I agree with you, voting should be as accessible as possible. When people are not busy playing dirty tricks with the process our polls are pretty darn accessible. In Baltimore where I live we have political parties, candidates, civic organizations, and church busses taking folks to go vote. A ride is rarely more than a phone call away. So I'm with Titus, it is largely a matter of personal responsibility and taking some initiative.

So no, I don't guess I get too many grey hairs over people who'd rather not get an ID card or drop a voter registration application in a mailbox (btw applications processed by mail don't need ID cards and the like).

I do on the other hand get worked up over the *real* dirty tricks that get used to selectively keep people home on election day. Posters misidentifying election day, warnings that people with outstanding warrants, unpaid parking tickets, or over due bills will be arrested, and the ever infamous purging of voter rolls in Florida, former felony inmates who are disenfranchised, etc. Not having enough voting machines in poorer wards and so on. We won't even begin to talk about voting machines without paper trails.

Dare I ask if you've requested an absentee ballot?

Well at least we're getting angry at some of the dirty tricks....

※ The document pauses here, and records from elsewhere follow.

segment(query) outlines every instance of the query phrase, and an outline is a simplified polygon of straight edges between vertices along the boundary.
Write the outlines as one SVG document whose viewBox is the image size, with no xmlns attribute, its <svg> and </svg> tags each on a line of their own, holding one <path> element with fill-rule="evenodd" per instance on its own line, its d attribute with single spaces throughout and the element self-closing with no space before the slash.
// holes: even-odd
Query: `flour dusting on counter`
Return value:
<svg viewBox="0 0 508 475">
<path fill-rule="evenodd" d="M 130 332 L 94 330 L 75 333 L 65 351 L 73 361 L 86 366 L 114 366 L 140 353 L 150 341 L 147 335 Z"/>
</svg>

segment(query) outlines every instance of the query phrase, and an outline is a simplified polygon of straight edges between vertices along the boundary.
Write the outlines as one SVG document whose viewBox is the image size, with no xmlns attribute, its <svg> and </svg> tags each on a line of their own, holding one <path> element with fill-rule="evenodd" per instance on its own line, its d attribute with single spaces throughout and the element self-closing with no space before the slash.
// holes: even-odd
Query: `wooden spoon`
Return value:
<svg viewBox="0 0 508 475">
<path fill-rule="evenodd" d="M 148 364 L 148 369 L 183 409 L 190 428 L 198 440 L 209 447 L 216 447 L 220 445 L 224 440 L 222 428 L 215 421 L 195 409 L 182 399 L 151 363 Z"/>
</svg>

But I don't get how I made your argument for you. That's ridiculous - I didn't need a WA state ID to rent, have a bank account, pay for utilities, etc. There was no 30 requirement to get a WA state ID. I did everything w/ my IN driver's license when ID was needed. And I registered to vote with a copy of my lease.

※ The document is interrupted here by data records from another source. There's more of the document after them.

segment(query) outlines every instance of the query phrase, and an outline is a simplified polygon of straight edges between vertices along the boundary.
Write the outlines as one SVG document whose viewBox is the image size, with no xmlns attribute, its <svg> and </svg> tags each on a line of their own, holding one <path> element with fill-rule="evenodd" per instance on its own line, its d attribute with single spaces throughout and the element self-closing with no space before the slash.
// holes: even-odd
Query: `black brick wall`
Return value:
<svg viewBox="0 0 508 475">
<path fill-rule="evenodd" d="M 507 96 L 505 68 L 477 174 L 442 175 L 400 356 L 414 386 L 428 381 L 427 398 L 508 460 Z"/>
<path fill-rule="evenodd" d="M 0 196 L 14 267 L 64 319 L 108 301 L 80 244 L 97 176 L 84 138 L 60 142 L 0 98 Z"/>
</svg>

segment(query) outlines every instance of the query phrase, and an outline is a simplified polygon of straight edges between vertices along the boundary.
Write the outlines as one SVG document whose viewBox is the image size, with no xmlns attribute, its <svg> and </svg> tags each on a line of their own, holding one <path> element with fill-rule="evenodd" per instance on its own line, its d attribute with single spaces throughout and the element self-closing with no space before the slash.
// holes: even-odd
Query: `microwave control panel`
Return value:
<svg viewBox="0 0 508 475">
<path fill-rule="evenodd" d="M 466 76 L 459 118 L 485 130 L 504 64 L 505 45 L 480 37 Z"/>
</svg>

Which is just my point - under your argument I should have voted by absentee in a state I hadn't (at the time) lived in for years. I had no idea what the issues were there, I didn't have an investment in that state's future, and I didn't even know who the governor was at the time. I should have been voting in WA.

Nerissa, I think your math might be off...

Can't believe that school is being blamed on preventing youthful voters from actually voting. Early Voting allows voters to cast their vote up to three weeks before the actual election date, which any student could do if desired. School hours is a non-issue also, as students can always find to vote or do anything else during the week. If they don't vote, it is only because of misplaced priorities.

One other issue, in my opinion, is that they just don't teach civics anymore in high school. Instead they focus on the stuff that will be the subject of a standardized test - math and English and science. A lot of these kids have no idea how government works other than what they learn from John Stewart.

Titus, Ink, and Bob, how long has it been since you were a part of the "youth vote"? When I lived in California, I had an Arizona driver's license because I took public transit and my AZ driver's license wasn't expired. My landlord accepted it when I moved in, by bank accepted it every time I cashed a check, and my employers accepted it as proof of eligibility for employment. Why should I go sit in line at the DMV if I don't have to?

I've done voter registration/education drives at ASU and it's really frustrating to hear people tell you the day after the election that they waited in line all day to vote and then got turned away when they finally got the the front of the line because they were at the wrong polling place. Ya'll talk about responsibility. These college students took responsibility and they were still disenfranchised. I don't think this is a trivial matter at all. Drop the disrespectful attitude towards young people and give us some credit. Sure, we like eating junk food and playing video games. But were not as apathetic as all you old farts make us out to be.